Я жил - страница 14

стр.

Творческие поиски

1935 год был переломным в моей юности. Три важных события произошли в том году: умер маршал Пил- судский; нацисты издали Нюрнбергские законы, лишавшие немецких евреев гражданства и даже статуса человека; я испытал проблемы пубертатного периода.

Несмотря на то что последние десять лет своей жизни Пилсудский был военным диктатором, в молодости он увлекался идеями социализма. В 1887‑м он был арестован и сослан в Сибирь за участие в заговоре, целью которого было покушение на царя Александра III, — в том же самом заговоре, который стоил жизни старшему брату Ленина. Одним из неизменных свойств социализма было неприятие любых форм этнического и религиозного своеобразия, которое социалисты считали помехой в классовой борьбе. Пока Пилсудский был у власти, в Польше не было открытого антисемитизма. Но почти сразу после его смерти власть перешла в руки генералов и полковников, служивших под его началом. Весь мир двигался в сторону авторитаризма и создания единых политических блоков. Польша вряд ли могла избежать судьбы Европы, увязшей в экономическом кризисе. Положение евреев стремительно ухудшалось также и потому, что нацисты раздували пламя антисемитизма за границей. Пошли разговоры о «решении еврейского вопроса» (хотя единственное, что нужно было «решить» — это проблему антисемитской паранойи). Начались бойкоты еврейских предприятий. Некоторые нееврейские магазины выставляли хорошо видные надписи, оповещавшие о том, что они «христианские». Поляков убеждали покупать только «у своих». В моей школе, где прежде католики и евреи мирно, хотя и раздельно, сосуществовали, студенты начали обсуждать «еврейский вопрос», под которым они подразумевали якобы вредное влияние евреев на экономику и культуру Польши.
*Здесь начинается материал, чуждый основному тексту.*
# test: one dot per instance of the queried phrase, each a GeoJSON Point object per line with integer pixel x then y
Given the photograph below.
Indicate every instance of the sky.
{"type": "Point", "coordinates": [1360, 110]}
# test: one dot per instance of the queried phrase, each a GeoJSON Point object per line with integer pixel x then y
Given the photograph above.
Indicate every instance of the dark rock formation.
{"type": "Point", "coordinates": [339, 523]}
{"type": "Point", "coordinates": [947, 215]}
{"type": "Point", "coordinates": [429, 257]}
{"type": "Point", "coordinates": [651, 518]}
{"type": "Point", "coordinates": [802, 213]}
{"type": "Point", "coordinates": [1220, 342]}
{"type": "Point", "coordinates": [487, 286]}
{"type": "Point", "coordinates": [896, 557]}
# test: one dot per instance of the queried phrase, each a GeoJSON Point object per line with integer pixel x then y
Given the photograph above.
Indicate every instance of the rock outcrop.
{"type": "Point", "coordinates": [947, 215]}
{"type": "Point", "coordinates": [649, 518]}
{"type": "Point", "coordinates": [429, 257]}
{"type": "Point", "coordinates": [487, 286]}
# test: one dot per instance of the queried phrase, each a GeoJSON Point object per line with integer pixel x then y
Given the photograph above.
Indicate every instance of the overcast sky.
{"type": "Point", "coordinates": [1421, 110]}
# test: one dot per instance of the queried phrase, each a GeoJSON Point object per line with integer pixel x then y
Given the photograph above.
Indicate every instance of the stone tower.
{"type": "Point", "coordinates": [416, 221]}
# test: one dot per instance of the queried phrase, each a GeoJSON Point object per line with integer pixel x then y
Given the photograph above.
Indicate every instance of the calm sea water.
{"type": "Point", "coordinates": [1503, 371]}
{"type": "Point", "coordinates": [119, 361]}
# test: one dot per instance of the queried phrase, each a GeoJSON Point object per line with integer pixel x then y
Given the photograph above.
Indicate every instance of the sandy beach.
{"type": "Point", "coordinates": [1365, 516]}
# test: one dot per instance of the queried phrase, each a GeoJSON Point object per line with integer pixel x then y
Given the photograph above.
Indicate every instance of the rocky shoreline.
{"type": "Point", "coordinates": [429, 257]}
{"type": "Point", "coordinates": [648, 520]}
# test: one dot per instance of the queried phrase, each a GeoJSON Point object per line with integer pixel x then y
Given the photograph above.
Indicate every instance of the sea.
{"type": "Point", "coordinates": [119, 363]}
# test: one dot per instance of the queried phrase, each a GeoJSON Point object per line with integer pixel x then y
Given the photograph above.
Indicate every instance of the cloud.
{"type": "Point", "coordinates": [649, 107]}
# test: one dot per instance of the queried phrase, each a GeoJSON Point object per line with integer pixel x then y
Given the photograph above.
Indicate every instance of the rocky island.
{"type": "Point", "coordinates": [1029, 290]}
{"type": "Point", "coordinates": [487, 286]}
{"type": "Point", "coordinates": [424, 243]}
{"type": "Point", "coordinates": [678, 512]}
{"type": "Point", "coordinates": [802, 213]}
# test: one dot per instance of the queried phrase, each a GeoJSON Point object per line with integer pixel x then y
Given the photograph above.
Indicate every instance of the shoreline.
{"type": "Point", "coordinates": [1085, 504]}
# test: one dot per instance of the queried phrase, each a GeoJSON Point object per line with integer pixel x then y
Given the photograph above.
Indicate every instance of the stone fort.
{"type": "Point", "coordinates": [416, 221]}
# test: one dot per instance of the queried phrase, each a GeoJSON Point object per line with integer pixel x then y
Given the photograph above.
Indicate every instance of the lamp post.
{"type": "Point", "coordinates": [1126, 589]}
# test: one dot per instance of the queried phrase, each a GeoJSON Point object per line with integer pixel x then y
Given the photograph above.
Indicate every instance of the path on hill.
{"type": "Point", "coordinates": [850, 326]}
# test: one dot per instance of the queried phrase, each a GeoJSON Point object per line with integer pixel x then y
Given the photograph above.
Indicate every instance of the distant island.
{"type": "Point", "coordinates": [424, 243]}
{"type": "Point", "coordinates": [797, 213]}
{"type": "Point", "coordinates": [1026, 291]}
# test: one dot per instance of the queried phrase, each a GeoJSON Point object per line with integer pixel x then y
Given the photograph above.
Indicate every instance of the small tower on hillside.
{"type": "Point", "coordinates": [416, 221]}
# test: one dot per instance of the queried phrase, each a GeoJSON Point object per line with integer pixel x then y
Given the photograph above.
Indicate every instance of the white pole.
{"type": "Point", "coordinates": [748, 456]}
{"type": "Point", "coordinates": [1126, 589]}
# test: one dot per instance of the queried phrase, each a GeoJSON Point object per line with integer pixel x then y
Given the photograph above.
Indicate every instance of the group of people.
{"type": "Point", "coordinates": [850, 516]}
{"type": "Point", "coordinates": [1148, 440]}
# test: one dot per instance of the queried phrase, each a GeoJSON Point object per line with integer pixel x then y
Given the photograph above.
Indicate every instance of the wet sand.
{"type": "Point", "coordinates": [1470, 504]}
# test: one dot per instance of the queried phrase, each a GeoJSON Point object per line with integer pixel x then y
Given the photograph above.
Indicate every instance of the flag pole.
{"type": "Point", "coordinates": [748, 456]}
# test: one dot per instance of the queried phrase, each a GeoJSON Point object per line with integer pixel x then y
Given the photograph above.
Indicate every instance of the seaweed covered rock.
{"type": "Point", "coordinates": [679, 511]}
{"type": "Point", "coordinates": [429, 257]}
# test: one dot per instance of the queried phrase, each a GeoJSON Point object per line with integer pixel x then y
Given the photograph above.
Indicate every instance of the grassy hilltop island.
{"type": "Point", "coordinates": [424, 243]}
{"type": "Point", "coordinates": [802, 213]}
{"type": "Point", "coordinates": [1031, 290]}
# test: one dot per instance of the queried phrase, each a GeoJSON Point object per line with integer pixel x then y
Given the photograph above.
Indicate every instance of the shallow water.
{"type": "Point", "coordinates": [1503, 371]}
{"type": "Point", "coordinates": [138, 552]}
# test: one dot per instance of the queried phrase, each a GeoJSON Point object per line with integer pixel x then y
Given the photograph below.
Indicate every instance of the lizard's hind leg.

Получил хождение термин zazydzenie, или «юдаиза- ция» Польши. Начались избиения еврейских студентов в университетах, и министр образования в 1937 году под нажимом фашиствующих национал — демократов издал приказ о том, чтобы студенты евреи сидели на отдельных скамьях в левой части лекционных аудиторий. Все это создавало невыносимую обстановку.

Вскоре после смерти Пилсудского начались погромы. В марте 1936‑го в маленьком городке Пржитик около Радома местные крестьяне ограбили евреев и двух из них убили, были и другие случаи насилия. Хотя в то время мне было только двенадцать лет, я испытал жгучее чувство возмущения, когда власти приговорили к тюремному заключению защищавшихся евреев в Пржитике и оправдали убийц и грабителей.

Все это происходило на фоне государственного антисемитизма в Германии, что поощряло и делало легитимным распространение этой ненавистнической идеологии по всей Европе. Отец по обыкновению бежал домой слушать по радио очередной бред Гитлера. Несмотря на то что немецкий был моим вторым родным языком, я почти ничего не мог понять из этих истерических речей, прерываемых нечеловеческими воплями аудитории. Эти речи не столько пугали, сколько вызывали недоумение.

Мое еврейское происхождение, которое я просто воспринимал как факт, стало проблемой. Мы попали в капкан. Я симпатизировал сионизму. Однако местные британские власти, стремясь успокоить палестинских арабов, которые в 1936 году устроили массовые насилия над еврейскими поселенцами, значительно ограничили въезд в Палестину. Мы рассуждали о том, чтобы послать меня учиться в школу в Англию или даже на Кубу, но ничего из этого не вышло — отчасти из — за инерции, отчасти из — за нехватки денег.

Несмотря на то что мы гордились еврейским происхождением и были преданы ему, как и большинство ассимилированных польских евреев (приблизительно 5–10 процентов от еврейского населения Польши, то есть от 150 до 300 тысяч человек), мы не соблюдали еврейских обычаев. Изредка отец водил меня в синагогу, где я лишь наблюдал, но не мог понимать молитвы верующих. Меня поражало, насколько неформальными были синагоги по сравнению с церквями. Казалось, что католики вели себя в своих молитвенных домах как в гостях, а евреи — как дома. Обеспокоенная тем, что прекрасные праздники Рождества, которые устраивали Бюргеры, внесут смятение в мои представления о религии, мать раз или два заставила меня зажечь свечи Хануки, но это выглядело совершенно бесцветным по сравнению с Рождеством — с его мигающей зеленой елкой, горами подарков и пением «Святой ночи».